Tunjangan profesi ditahan,
sebagian dosen mulai resah dan bertanya-tanya.
Pihak LPM hingga keuangan turut angkat suara mengenai penahanan ini.
Setelah menunggu selama tiga
bulan, dana tunjangan profesi akhirnya turun. Namun, tidak semua dosen
tersertifikasi menerima tunjangan tersebut. Sebagian dari mereka menanyakan
alasan tunjangan profesinya yang belum juga turun.
Marhamah Shaleh, dosen Pendidikan
Agama Islam (PAI) mengaku belum mendapat tunjangan profesinya selama tiga bulan,
terhitung sejak Januari hingga Maret 2015. “Saya kira alasan belum turun itu
karena memang pembagiannya ke beberapa pihak dulu. Ketika dicek ke pihak
Lembaga Penjamin Mutu (LPM), katanya sudah dicairkan semuanya,” ujarnya, Selasa
(21/4).
Sekretaris Jurusan PAI itu
menerangkan, awal 2015 lalu Inspektorat Jenderal (Itjen) Kementerian Agama (Kemenag) memeriksa
penilaian Beban Kerja Dosen (BKD) dan dosen yang bermasalah dipanggil untuk
memperbaiki kekurangannya. Namun, ia tidak turut dipanggil. Setelah kembali
meminta klarifikasi dari LPM, Marhamah dinyatakan memiliki jabatan tetap di
universitas lain sehingga tunjangan profesinya ditahan.

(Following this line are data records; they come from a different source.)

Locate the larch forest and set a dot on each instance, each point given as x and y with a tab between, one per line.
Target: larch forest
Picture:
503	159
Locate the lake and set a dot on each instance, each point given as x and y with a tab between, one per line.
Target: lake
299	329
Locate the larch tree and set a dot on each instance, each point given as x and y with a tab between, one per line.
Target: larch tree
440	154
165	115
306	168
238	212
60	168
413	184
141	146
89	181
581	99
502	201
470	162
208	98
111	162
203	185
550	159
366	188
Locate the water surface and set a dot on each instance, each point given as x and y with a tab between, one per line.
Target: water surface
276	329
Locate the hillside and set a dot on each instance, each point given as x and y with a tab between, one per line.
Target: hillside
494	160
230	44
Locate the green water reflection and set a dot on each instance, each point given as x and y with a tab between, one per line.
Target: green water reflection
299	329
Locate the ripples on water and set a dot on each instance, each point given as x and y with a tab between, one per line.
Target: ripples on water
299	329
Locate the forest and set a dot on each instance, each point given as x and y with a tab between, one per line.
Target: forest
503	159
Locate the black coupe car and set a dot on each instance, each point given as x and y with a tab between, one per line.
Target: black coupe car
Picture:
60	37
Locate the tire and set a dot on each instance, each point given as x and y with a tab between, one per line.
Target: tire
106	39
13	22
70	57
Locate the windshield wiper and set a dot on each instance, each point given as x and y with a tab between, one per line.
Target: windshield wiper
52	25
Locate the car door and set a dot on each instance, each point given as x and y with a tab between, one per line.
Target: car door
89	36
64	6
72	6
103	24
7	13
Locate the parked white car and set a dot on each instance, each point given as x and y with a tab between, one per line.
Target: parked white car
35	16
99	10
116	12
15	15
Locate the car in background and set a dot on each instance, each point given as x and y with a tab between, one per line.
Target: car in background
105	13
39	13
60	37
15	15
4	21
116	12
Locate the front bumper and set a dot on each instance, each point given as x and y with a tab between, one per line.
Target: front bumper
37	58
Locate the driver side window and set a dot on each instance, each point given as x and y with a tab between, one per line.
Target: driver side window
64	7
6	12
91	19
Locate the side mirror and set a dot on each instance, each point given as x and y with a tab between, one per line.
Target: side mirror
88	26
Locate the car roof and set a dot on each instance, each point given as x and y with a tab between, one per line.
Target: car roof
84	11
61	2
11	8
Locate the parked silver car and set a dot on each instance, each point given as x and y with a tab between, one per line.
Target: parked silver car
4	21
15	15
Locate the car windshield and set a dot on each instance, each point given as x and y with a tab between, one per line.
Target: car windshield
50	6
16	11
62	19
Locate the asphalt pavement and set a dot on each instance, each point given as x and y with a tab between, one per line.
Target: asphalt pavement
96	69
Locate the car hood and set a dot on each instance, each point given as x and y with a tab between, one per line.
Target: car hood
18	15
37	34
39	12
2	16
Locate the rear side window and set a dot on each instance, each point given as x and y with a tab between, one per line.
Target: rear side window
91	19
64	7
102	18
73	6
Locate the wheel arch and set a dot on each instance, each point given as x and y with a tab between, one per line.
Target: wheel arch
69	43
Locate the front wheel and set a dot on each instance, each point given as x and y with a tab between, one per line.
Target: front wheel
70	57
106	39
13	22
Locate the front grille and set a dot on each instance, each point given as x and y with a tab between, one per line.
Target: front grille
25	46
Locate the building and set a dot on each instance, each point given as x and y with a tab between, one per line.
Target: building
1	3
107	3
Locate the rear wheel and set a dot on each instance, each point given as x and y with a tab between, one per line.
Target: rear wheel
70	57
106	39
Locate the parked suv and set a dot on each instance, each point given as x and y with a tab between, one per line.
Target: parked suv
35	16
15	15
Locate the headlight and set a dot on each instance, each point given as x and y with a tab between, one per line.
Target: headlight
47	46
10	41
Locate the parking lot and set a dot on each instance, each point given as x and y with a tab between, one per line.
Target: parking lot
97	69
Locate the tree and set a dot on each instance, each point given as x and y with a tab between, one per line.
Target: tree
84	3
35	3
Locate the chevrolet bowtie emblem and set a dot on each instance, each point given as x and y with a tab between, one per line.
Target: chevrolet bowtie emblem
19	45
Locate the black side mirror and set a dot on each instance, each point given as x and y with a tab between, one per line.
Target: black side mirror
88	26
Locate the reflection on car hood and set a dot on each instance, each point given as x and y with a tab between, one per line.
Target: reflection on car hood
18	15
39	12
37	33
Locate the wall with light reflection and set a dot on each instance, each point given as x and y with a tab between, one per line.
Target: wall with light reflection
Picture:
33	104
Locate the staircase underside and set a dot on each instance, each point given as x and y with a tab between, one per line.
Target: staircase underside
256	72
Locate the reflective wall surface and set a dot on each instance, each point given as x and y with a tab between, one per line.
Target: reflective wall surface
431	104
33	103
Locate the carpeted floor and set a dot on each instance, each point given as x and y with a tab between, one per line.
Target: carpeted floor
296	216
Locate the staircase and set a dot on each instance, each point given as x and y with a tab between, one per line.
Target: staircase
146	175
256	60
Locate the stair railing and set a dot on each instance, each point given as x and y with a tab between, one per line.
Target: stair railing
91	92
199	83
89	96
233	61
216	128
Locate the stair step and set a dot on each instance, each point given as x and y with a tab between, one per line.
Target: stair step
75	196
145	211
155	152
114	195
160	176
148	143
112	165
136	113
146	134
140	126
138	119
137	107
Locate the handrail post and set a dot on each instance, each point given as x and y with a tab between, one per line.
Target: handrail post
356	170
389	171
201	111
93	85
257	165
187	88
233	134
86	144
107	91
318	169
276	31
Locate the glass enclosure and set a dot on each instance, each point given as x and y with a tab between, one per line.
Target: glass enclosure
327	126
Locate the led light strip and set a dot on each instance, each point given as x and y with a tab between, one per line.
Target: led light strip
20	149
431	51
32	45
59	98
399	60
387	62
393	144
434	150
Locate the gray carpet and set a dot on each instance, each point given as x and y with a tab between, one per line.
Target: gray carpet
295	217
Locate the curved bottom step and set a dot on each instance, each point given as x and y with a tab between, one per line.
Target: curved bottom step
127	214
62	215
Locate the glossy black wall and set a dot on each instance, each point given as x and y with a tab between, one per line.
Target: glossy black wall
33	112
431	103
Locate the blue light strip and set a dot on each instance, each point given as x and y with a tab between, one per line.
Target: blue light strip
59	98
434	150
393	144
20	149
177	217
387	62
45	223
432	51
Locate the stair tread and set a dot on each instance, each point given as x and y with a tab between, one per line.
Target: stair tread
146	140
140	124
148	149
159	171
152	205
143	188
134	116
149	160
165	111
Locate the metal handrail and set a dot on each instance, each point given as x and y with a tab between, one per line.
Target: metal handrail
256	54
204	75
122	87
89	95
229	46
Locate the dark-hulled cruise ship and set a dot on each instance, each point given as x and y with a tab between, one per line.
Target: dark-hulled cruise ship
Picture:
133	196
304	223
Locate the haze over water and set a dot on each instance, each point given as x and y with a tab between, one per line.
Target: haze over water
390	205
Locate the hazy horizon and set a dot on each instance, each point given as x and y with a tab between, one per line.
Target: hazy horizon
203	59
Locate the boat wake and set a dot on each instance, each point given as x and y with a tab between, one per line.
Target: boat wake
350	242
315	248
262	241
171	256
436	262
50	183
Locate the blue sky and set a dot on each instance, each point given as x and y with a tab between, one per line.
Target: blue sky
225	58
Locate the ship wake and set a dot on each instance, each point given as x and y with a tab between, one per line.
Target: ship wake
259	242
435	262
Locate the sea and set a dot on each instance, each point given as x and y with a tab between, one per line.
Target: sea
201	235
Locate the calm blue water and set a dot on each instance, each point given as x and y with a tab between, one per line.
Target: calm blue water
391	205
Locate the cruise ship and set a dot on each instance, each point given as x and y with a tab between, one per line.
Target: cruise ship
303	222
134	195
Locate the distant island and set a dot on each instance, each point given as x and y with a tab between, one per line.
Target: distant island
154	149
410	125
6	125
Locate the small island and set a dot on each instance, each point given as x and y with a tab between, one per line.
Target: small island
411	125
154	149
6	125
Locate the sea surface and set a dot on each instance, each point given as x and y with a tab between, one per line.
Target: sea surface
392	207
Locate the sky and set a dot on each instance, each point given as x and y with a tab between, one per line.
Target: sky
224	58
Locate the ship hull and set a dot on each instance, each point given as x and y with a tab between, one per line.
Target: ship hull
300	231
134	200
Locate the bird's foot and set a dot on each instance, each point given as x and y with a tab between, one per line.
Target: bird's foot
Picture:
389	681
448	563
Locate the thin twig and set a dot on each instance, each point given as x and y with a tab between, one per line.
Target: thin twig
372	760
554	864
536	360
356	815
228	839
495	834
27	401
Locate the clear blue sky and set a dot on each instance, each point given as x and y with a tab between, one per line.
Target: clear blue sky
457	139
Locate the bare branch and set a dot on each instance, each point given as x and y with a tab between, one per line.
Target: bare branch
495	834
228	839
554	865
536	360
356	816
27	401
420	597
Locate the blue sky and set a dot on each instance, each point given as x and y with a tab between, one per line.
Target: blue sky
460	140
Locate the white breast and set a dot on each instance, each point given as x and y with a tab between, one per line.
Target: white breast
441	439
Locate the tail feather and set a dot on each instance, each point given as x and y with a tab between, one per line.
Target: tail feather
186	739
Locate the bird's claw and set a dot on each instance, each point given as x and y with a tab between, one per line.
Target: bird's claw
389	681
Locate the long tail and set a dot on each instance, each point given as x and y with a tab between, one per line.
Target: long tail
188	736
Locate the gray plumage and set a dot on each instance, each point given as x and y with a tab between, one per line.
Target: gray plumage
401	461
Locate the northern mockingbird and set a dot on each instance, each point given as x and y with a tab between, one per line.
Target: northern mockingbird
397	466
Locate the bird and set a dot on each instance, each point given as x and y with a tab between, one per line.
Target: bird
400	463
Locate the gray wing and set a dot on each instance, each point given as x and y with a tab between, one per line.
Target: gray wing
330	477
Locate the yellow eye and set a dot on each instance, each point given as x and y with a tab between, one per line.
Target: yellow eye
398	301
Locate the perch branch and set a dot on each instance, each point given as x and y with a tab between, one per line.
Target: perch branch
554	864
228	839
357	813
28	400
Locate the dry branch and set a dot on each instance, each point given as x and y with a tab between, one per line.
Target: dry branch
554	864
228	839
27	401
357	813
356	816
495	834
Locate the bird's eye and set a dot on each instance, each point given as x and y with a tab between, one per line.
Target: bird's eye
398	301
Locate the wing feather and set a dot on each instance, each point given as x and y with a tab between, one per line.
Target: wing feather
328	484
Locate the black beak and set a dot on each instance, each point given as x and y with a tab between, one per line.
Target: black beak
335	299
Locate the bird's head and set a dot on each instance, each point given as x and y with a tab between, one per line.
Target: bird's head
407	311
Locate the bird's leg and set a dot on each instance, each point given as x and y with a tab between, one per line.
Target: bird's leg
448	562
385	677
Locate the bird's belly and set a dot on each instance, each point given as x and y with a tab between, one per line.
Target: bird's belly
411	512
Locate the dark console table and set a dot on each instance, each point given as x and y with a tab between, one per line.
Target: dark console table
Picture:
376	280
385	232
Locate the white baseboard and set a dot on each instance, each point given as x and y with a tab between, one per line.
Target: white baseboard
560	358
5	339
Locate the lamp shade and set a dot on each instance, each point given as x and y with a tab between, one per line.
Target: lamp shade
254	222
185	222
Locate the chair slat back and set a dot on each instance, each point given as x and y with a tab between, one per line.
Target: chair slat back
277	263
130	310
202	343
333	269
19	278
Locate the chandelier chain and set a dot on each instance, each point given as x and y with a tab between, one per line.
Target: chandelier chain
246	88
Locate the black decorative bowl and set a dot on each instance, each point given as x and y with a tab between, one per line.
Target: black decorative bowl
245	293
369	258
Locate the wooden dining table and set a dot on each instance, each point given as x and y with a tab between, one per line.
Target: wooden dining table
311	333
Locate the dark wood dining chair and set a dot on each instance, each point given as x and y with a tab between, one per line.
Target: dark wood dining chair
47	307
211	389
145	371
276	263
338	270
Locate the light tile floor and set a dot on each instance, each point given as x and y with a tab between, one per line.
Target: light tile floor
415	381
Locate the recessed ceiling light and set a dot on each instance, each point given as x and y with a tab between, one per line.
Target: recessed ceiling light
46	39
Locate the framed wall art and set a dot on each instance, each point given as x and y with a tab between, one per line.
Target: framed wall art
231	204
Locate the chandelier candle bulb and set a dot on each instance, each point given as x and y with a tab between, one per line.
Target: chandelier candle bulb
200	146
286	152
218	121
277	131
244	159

Selain Marhamah, Neneng Sunengsih
juga belum menerima tunjangan profesinya. Dosen Pendidikan Bahasa Inggris (PBI)
ini mengaku, telah menyerahkan berkas-berkas sesuai dengan persyaratan BKD.
Namun, ia mendapat laporan bahwa dokumennya belum lengkap. “Saya langsung
koordinasi dengan Itjen, mereka bilang saya sudah aman. Ketika dosen lain sudah
cair tunjangannya, tapi kok saya belum menerimanya,” ujarnya, Kamis (23/4).
Neneng mengaku, ia tidak
mengunggah data penelitian tahun 2014 yang menjadi salah satu poin penilaian
dalam BKD. Neneng tidak dapat mengunggah dokumen melalui sistem online
karena sudah lewat batas waktu pengunggahan. Akibatnya, data tersebut tidak
dapat diunggah.
Untuk menilai mutu kerja, dosen
diharuskan mengunggah dokumen-dokumen yang berkaitan dengan BKD mereka melalui
sistem online. Penilaian ini merupakan salah satu syarat agar dosen
mendapatkan tunjangan profesinya.
Sesuai dengan Peraturan
Pemerintah (PP) 37 Tahun 2009 pasal 8 ayat 1 mengenai tunjangan profesi, dosen
dapat mendapatkan tunjangan profesi jika ia telah memiliki sertifikat pendidik,
melaksanakan tridarma perguruan tinggi, dan tidak terikat sebagai tenaga tetap
pada satuan kerja lain. Jika terbukti, maka tunjangan profesinya dicabut.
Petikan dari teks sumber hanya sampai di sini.